Yale College survived the American Revolutionary War (1776–1781) intact and, by the end of its first hundred years, had grown rapidly. The nineteenth and twentieth centuries brought the establishment of the graduate and professional schools that would make Yale a true university. The Yale School of Medicine was chartered in 1810, followed by the Divinity School in 1822, the Law School in 1824, and the Graduate School of Arts and Sciences in 1847 (which, in 1861, awarded the first Ph.D. in the United States), followed by the schools of Art in 1869, Music in 1894, Forestry & Environmental Studies in 1900, Nursing in 1923, Drama in 1955, Architecture in 1972, and Management in 1974.


Yale College was transformed, beginning in the early 1930s, by the establishment of residential colleges. Taking medieval English universities such as Oxford and Cambridge as its model, this distinctive system divides the undergraduate population into twelve separate communities of approximately 450 members. Each college surrounds a courtyard and occupies up to a full city block. Each college has a master and dean, as well as a number of resident faculty members known as fellows, and each has its own dining hall, library, seminar rooms, recreation lounges, and other facilities.

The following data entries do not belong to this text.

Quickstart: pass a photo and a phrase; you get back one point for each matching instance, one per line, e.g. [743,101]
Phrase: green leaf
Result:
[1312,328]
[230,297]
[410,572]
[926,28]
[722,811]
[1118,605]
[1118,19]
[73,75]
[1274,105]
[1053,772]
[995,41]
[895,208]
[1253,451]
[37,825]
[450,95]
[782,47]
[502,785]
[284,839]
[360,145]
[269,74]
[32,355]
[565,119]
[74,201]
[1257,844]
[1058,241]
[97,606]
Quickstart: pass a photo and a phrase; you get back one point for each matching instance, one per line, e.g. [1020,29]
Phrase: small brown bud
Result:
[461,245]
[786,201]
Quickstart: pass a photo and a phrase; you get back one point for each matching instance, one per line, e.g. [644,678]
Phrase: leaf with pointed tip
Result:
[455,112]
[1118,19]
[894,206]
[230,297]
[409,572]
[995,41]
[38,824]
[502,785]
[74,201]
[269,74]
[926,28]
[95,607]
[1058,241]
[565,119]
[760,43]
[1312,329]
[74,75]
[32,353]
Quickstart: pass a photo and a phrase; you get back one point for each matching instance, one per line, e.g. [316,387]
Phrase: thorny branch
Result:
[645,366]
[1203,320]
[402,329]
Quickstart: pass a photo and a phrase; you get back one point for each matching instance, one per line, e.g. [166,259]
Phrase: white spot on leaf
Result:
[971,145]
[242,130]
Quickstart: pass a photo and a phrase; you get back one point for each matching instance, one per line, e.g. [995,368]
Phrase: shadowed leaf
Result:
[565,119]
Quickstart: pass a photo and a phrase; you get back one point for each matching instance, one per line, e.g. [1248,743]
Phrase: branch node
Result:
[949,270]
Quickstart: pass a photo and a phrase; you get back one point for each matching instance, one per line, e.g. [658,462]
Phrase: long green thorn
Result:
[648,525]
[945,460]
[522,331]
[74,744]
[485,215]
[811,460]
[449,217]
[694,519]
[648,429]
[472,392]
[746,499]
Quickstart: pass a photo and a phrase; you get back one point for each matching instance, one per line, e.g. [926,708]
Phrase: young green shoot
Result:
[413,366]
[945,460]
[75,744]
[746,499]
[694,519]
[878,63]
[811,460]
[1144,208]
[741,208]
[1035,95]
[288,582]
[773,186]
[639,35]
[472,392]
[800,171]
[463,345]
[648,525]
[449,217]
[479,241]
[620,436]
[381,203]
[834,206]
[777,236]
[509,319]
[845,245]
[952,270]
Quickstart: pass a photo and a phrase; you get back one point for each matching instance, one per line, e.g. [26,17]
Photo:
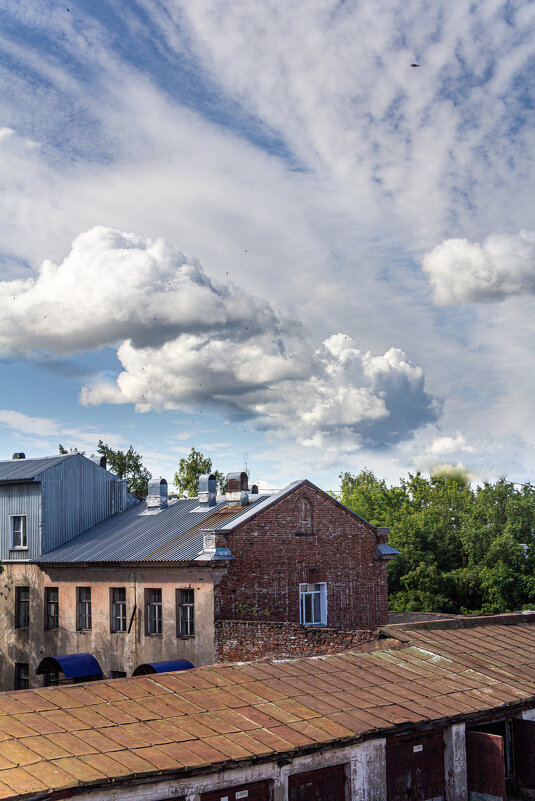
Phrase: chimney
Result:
[157,495]
[237,489]
[207,490]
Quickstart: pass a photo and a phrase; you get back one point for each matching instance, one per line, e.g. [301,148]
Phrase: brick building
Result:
[240,576]
[302,557]
[436,711]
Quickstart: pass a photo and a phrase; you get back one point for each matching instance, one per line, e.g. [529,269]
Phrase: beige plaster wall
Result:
[114,651]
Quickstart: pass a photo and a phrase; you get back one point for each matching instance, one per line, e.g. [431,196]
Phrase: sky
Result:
[254,229]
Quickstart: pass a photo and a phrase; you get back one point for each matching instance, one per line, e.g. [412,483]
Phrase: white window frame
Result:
[318,588]
[23,532]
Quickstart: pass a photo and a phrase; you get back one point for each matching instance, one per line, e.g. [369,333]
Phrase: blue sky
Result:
[255,228]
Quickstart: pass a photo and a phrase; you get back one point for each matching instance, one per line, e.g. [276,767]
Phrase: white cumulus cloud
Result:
[471,272]
[187,342]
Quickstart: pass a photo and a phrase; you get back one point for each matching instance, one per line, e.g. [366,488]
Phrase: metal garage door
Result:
[524,751]
[327,784]
[415,769]
[485,765]
[259,791]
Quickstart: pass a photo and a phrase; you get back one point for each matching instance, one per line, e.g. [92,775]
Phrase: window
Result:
[154,611]
[117,609]
[305,516]
[51,608]
[22,607]
[313,604]
[19,536]
[185,621]
[83,608]
[22,676]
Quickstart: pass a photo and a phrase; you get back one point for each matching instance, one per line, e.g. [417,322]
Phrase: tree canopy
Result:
[462,549]
[192,466]
[127,464]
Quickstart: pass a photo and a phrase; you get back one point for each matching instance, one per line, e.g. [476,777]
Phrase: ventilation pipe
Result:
[157,495]
[207,492]
[237,493]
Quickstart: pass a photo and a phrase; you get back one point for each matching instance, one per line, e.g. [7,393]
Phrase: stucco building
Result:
[437,711]
[134,582]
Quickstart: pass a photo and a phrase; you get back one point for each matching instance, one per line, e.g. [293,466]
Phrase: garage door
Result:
[485,765]
[415,769]
[327,784]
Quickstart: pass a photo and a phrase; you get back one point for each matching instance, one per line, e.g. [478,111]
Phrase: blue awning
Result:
[162,667]
[73,666]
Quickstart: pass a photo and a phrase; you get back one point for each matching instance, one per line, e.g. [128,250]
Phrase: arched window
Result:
[305,516]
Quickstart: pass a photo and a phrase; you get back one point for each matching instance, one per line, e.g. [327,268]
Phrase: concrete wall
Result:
[114,651]
[273,556]
[365,771]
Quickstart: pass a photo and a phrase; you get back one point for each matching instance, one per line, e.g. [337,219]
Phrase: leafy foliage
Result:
[461,549]
[127,464]
[196,464]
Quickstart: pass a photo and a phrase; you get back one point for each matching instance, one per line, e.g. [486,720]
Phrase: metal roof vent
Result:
[157,495]
[237,493]
[207,490]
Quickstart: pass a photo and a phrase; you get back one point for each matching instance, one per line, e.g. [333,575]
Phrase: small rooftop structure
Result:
[168,666]
[73,666]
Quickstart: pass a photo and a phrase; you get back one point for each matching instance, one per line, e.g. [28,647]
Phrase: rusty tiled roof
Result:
[169,724]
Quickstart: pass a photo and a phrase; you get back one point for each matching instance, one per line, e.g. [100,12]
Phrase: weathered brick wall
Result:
[274,555]
[253,640]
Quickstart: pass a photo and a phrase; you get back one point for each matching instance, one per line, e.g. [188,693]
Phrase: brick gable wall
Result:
[273,556]
[256,640]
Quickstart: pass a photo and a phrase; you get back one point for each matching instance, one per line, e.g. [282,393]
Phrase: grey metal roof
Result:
[29,469]
[253,509]
[134,536]
[174,534]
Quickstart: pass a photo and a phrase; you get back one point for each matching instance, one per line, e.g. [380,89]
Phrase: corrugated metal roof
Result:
[253,509]
[28,469]
[228,715]
[173,534]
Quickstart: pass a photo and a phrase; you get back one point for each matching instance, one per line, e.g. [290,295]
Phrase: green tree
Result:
[192,466]
[127,464]
[461,549]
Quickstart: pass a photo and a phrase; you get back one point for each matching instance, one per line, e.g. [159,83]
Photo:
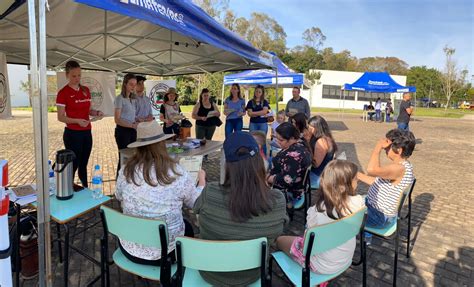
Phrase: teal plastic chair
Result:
[320,239]
[306,202]
[392,231]
[193,255]
[148,232]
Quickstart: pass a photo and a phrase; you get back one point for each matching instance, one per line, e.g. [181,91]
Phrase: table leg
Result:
[66,255]
[58,230]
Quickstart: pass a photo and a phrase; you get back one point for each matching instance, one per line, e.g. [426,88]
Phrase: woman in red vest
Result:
[74,109]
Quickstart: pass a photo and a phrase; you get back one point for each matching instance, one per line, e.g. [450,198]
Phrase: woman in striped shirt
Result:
[387,183]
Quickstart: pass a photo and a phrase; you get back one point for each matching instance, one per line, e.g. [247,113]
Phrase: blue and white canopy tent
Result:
[377,82]
[159,37]
[281,77]
[150,37]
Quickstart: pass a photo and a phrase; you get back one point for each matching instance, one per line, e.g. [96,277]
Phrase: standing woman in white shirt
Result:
[124,116]
[152,185]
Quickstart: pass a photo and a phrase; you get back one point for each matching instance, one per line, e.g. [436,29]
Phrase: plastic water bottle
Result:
[97,182]
[368,238]
[52,179]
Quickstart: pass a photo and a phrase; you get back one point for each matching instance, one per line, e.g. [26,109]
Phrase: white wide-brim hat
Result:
[149,133]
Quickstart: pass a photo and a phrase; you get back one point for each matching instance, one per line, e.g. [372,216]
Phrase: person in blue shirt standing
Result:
[234,109]
[257,110]
[378,110]
[406,110]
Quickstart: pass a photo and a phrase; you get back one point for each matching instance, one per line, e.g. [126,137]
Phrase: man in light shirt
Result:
[297,104]
[142,103]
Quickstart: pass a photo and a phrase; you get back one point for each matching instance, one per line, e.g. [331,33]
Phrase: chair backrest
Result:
[341,156]
[306,180]
[331,235]
[220,256]
[406,194]
[138,230]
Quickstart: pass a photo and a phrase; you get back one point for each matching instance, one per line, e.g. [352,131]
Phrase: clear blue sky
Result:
[413,30]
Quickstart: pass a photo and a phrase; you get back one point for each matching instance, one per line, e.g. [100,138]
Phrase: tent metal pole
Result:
[276,88]
[40,127]
[222,98]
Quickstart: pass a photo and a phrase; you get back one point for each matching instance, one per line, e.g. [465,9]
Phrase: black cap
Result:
[140,78]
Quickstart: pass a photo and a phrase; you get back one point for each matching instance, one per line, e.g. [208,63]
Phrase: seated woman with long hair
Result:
[290,164]
[337,199]
[300,121]
[243,208]
[153,185]
[323,147]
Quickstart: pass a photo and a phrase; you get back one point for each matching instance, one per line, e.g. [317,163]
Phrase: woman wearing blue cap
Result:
[243,208]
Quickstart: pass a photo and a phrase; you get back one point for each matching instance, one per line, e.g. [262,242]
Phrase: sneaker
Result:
[298,202]
[368,238]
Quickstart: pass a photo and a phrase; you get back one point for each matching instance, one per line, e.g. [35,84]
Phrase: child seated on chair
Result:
[290,164]
[388,182]
[281,118]
[337,199]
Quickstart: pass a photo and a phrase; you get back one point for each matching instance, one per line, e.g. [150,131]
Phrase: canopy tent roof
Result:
[267,77]
[160,37]
[380,82]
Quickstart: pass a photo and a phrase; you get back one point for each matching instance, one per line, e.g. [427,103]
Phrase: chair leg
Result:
[409,226]
[395,263]
[270,270]
[103,261]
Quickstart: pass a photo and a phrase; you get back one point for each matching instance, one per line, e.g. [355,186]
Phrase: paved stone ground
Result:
[443,224]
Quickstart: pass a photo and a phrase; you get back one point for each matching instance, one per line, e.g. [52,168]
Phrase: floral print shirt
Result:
[289,167]
[163,202]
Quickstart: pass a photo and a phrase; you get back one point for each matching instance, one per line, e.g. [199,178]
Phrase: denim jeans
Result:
[174,129]
[314,179]
[378,114]
[233,125]
[377,219]
[403,126]
[260,127]
[205,132]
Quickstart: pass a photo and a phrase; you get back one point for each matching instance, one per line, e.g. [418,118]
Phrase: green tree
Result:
[342,61]
[427,82]
[453,79]
[215,8]
[314,37]
[302,59]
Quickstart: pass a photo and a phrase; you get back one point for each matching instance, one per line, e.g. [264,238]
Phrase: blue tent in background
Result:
[266,77]
[160,37]
[379,82]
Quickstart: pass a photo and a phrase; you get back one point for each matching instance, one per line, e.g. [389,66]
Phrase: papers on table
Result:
[293,111]
[24,196]
[212,114]
[192,164]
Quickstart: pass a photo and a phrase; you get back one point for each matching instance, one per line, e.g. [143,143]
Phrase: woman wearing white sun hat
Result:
[153,185]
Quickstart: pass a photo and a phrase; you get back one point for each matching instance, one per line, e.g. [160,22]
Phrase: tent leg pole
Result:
[222,98]
[276,88]
[40,126]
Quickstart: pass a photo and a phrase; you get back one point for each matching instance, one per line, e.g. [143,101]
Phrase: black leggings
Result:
[124,137]
[188,231]
[80,142]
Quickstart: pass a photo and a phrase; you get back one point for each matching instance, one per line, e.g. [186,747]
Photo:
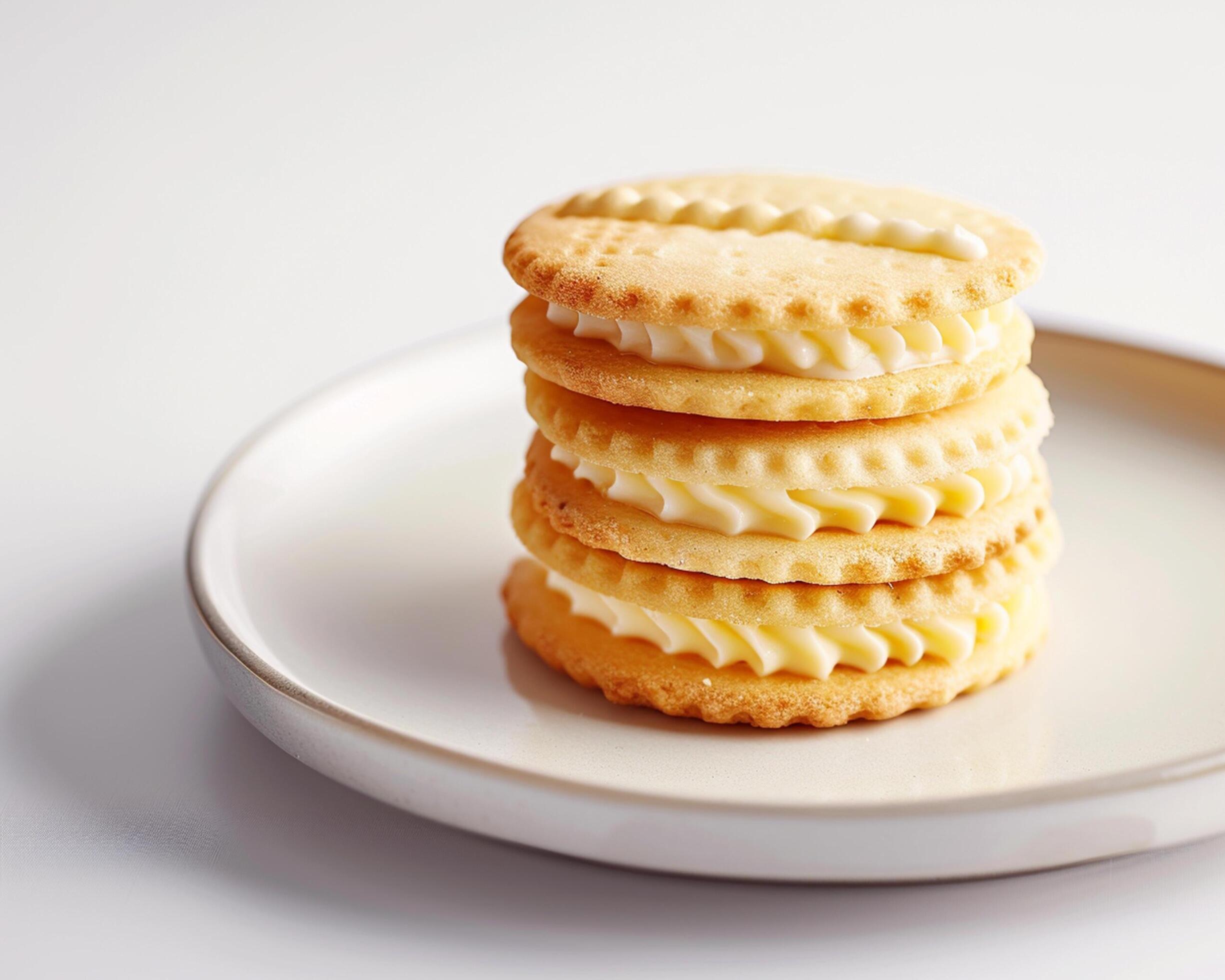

Today, Yale has 11,000 students from all fifty American states and from 108 countries and 3,200 faculty. The central campus now covers 310 acres (125 hectares) stretching from the School of Nursing in downtown New Haven to tree-shaded residential neighborhoods around the Divinity School. Yale’s 260 buildings include contributions from distinguished architects of every period in its history. Styles range from New England Colonial to High Victorian Gothic, from Moorish Revival to contemporary. Yale’s buildings, towers, lawns, courtyards, walkways, gates, and arches comprise a beautiful urban campus. The University also maintains over 600 acres (243 hectares) of athletic fields and natural preserves just a short bus ride from the center of town [1].


The Medical School:


In 18th century America, credentials were not needed to practice medicine. Prior to the founding of the medical school, Yale graduates would train through an apprenticeship in order to become physicians. Yale president Ezra Stiles conceived the idea of training physicians at Yale and ultimately, his successor Timothy Dwight IV helped to found the medical school. The school was chartered in 1810 and opened in New Haven
in 1813. Nathan Smith (medicine and surgery) and Benjamin Silliman (pharmacology) were the first faculty members. Silliman was a professor of chemistry and taught at both Yale College and the Medical School. The other two founding faculty were Jonathan Knight, anatomy, physiology and surgery and Eli Ives, pediatrics.[2]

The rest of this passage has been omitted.